The case of the day is Jam v. International Finance Corp. (S. Ct. 2019). I wrote about the lower court decision back in June 2017. The claim was that the IFC, an international organization headquartered in Washington, had made loans to an Indian power company for construction of a coal-fired power plant in Gujarat, but that it had negligently failed to supervise the project. Local farmers and fishermen, and a local village, sued IFC in Washington on common law tort theories. The IFC moved to dismiss on the grounds that it was immune from suit under the International Organizations Immunities Act. The District Court and the D.C. Circuit held that IFC was indeed immune from suit, and the plaintiffs sought review in the Supreme Court.

Unlike the FSIA, the IOIA does not contain a list of exceptions to the immunity it codifies. Instead, it simply says that international organizations “shall enjoy the same immunity from suit and every form of judicial process as is enjoyed by foreign governments.” The IOIA was enacted before the FSIA, though, and at the time, the United States had not yet adopted the restrictive theory of foreign sovereign immunity. That is, at the time, foreign states were more or less absolutely immune from suit, and the government would typically make a suggestion of immunity, which the courts regarded as conclusive. This is not, of course, how the FSIA works. The FSIA makes the decision a judicial decision, not a political decision, and it codifies exceptions to immunity, e.g., for a foreign sovereign’s commercial activity in the United States.

The question is whether, as the lower courts held, the IOIA should be read to give international organizations the immunity they had in 1945, or whether the statute should be read to incorporate by reference, so to speak, the law of foreign sovereign immunity, including the post-1945 relaxation of the rules? In a 7-1 decision written by Chief Justice Roberts (Justice Kavanaugh did not participate), the Court ruled in favor of the plaintiffs.

The main source of the Court’s reasoning was textual—it thought the most natural reading of the statutory language pointed towards incorporation by reference, and it noted a canon of statutory construction that treats “reference” language in this way. It refused to consider the difference in the purposes of international organization immunity and foreign sovereign immunity to decide whether that difference justified another result, because a resort to purpose could be proper only if the language were unclear. Somewhat paradoxically, the Court criticized the D.C. Circuit for failing to defer to the views of the State Department, which “in this area ordinarily receive special attention.” If the language is as clear as the Court seemed to think, why would any deference be warranted?

Justice Brier was alone in dissent. His approach to interpretation is out of fashion, but in my view admirable. What was Congress’s purpose in enacting the IOIA? Many international financial institutions, he says, probably are more in need of immunity from suits based on their commercial acts than are foreign states. It used to be considered sophisticated to consider a statute’s purpose and history as well as its text when trying to puzzle out its meaning. If I may stretch for an analogy, sometimes I think that the current textualism vogue is like the fundamentalist approach to reading the Bible.
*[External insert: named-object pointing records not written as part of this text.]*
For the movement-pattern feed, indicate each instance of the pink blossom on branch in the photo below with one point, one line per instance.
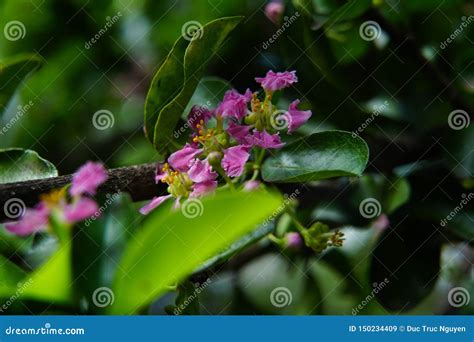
(277, 80)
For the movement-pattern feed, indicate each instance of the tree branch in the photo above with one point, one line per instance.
(138, 181)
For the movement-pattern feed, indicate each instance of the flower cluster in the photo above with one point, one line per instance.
(78, 207)
(225, 139)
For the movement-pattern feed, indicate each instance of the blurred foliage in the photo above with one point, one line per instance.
(396, 91)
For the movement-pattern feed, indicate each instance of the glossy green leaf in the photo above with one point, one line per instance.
(318, 156)
(175, 82)
(13, 72)
(104, 238)
(171, 244)
(18, 165)
(239, 245)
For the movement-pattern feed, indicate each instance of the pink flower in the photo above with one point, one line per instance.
(293, 240)
(203, 188)
(297, 117)
(234, 160)
(201, 171)
(234, 104)
(198, 114)
(155, 202)
(251, 185)
(87, 179)
(33, 220)
(274, 10)
(267, 140)
(80, 210)
(276, 81)
(239, 132)
(181, 159)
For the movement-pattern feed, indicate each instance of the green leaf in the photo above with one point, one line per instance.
(104, 238)
(239, 245)
(52, 282)
(318, 156)
(209, 92)
(13, 72)
(171, 245)
(18, 165)
(10, 276)
(175, 82)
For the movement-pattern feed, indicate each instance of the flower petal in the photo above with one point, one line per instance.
(155, 202)
(234, 104)
(181, 159)
(234, 160)
(201, 171)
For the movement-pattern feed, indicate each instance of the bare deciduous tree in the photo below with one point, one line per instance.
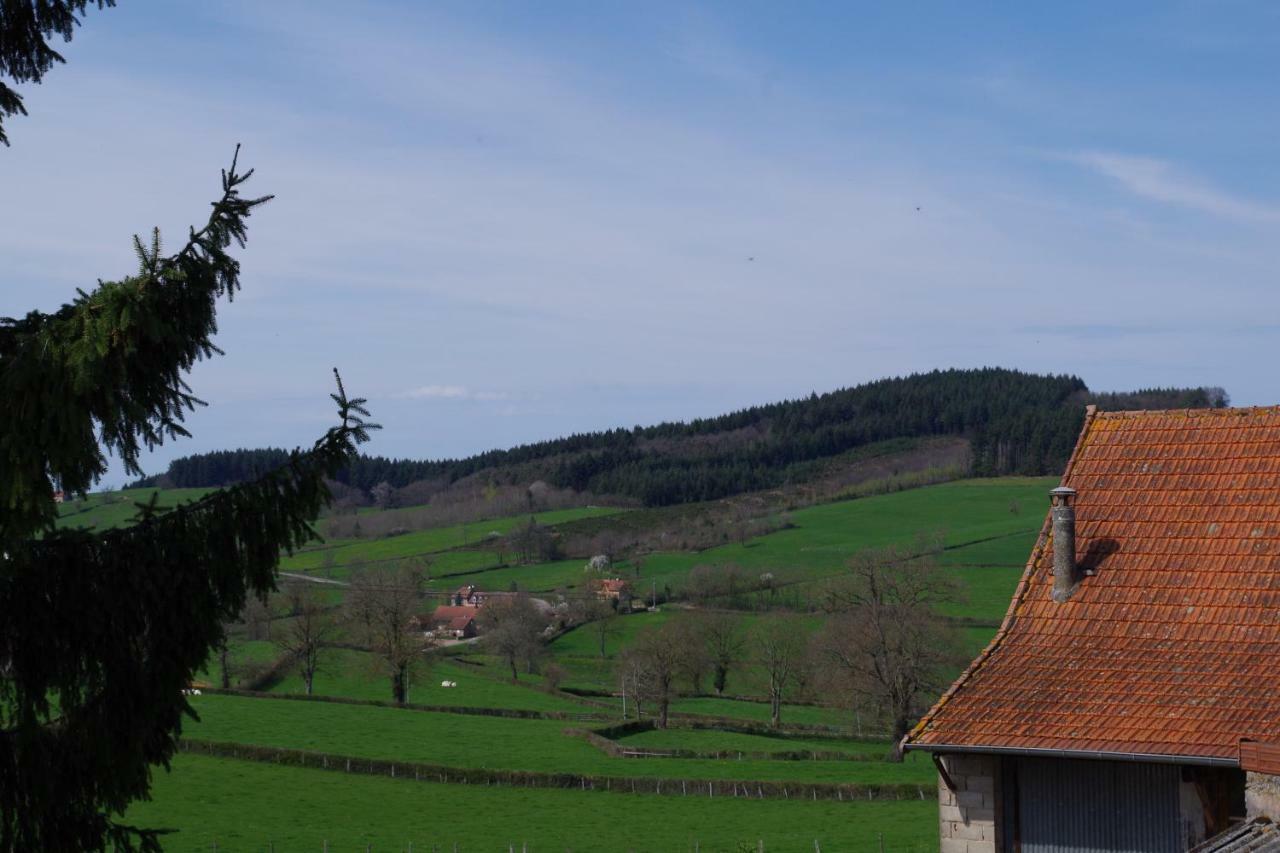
(310, 632)
(653, 662)
(725, 644)
(383, 495)
(695, 660)
(781, 652)
(512, 628)
(886, 639)
(224, 664)
(380, 609)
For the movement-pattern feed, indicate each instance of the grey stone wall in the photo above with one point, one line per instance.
(969, 815)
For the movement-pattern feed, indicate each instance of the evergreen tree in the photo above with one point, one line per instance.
(101, 632)
(24, 51)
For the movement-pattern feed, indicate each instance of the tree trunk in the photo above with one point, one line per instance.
(225, 666)
(400, 684)
(901, 725)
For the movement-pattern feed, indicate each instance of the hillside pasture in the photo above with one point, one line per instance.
(106, 510)
(466, 740)
(248, 806)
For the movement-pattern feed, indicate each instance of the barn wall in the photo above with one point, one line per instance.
(968, 816)
(1262, 796)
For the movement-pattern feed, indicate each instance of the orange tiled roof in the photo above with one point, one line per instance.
(1173, 647)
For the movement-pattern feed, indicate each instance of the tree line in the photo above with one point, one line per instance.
(1016, 423)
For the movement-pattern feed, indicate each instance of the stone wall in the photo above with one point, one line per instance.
(1262, 796)
(968, 816)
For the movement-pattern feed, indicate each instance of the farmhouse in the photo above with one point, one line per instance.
(458, 623)
(1130, 699)
(467, 596)
(613, 588)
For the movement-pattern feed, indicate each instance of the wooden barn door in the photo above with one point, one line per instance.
(1072, 806)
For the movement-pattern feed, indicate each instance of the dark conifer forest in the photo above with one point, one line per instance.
(1016, 423)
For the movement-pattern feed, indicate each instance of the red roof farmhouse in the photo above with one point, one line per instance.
(1130, 699)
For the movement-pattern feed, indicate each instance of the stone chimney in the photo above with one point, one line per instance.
(1065, 571)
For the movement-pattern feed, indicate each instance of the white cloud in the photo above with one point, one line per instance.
(1162, 181)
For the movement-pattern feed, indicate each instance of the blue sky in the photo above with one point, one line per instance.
(512, 222)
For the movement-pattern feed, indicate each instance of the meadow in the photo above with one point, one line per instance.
(224, 804)
(493, 743)
(987, 529)
(105, 510)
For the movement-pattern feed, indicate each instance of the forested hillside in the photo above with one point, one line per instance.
(1015, 423)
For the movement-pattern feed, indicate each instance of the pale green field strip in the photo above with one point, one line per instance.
(346, 552)
(247, 806)
(458, 740)
(105, 510)
(713, 740)
(359, 675)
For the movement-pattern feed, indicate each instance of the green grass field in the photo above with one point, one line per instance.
(247, 806)
(344, 553)
(712, 740)
(105, 510)
(356, 675)
(465, 740)
(988, 528)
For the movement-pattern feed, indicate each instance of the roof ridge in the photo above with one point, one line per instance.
(1192, 413)
(1091, 414)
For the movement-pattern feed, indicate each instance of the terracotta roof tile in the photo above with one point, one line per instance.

There’s a wonderful book by David Hart Bentley, The Experience of God: Being, Consciousness, Bliss, that has an insightful polemic against the fundamentalist Protestant approach (yes, I know, not all Protestants are fundamentalists), which he argues is defensive about modern science and reads the Bible in a way that tries to compete with science on its own terms. This kind of fundamentalism no doubt has influenced American judges given our Protestant history and culture (though it’s somewhat surprising to me, now that I think of it, that the intellectual champion of textualism on the Court was Justice Scalia, a Roman Catholic). But naive literalism is not just the province of Protestants; Maimonides, in the twelfth century, was already making the same point about the six days of creation that Clarence Darrow makes to William Jennings Bryant in Inherit The Wind, which suggests that even in medieval times people were making the same mistake. In short, to follow my analogy a bit further, a wise reader of the Bible, in my view any way, reads it very seriously but not literally. He or she asks: what is this passage trying to tell us? Now I will make Justice Scalia roll over in his grave by suggesting that if we substitute the word “constitution” for “Bible,” the point is just as good.